Translating the Language of the Syrian Revolution 2011/12

Eylaf Bader Eddin (Philipps-Universität Marburg / University Aix-Marseille), Chair: Rasha Chatta (EUME Fellow 2017-20)

While the Arab revolutions have obviously provoked comprehensive social and political changes, their cultural and linguistic changes still lack to be seen in their far-reaching consequences. For activists, academics and journalists, however, it was in the first instance a revolution of the language, breaking the linguistic oppression and torpidity of the old regimes and creating new languages enabling them to inform, narrate and translate the ongoing events and transformations.
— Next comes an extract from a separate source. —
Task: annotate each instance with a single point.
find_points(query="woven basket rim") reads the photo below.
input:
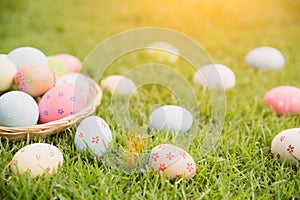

Regardless of what “Thawra” means to the regime as “Corrective Revolution or Movement” for example or for Syrians, the research does not intend to show an accurate or a better term but it focuses on the act of translating the revolutionary language and its context, what was translated and by whom, world translation market, English and Arabic discourses represented by Arabic and English books and translations.

Furthermore, it uses the thick translation as a tool for dissecting the rich multi-layered language of revolution and comparing it to its translation(s) and its background represented by the English and Arabic books on Syria up to 2018. Bader Eddin argues that the revolutionary language was translated according to fit into the English dominant discourse because of the following elements: (1) the choice of terms, (2) translating out of place (translation zone and losing geographic place as a source of knowledge), (3) the reduction of performative aspects, (4) the world translation market and publishers, (5) the lack of considering Arabic/ sources as a language of knowledge production.

Eylaf Bader Eddin is a PhD candidate (Universities of Aix-Marseille and Marburg) in Arabic and Comparative Literature working on “Translating the Language of the Syrian Revolution 2011”. His research focuses on translation and the language of protests, especially in Syria, as well as on revolutionary archives and performance. His latest publication is a chapter entitled “Translating the Mourning Walls: Aleppo’s Last Words” in the Routledge Handbook of Translation and Activism (2020). He is the author of “When they Cried ‘Forever’: the Language of the Syrian Revolution” (in Arabic) published after receiving the Sadiq Jalal al-Azim Cultural Award in 2018.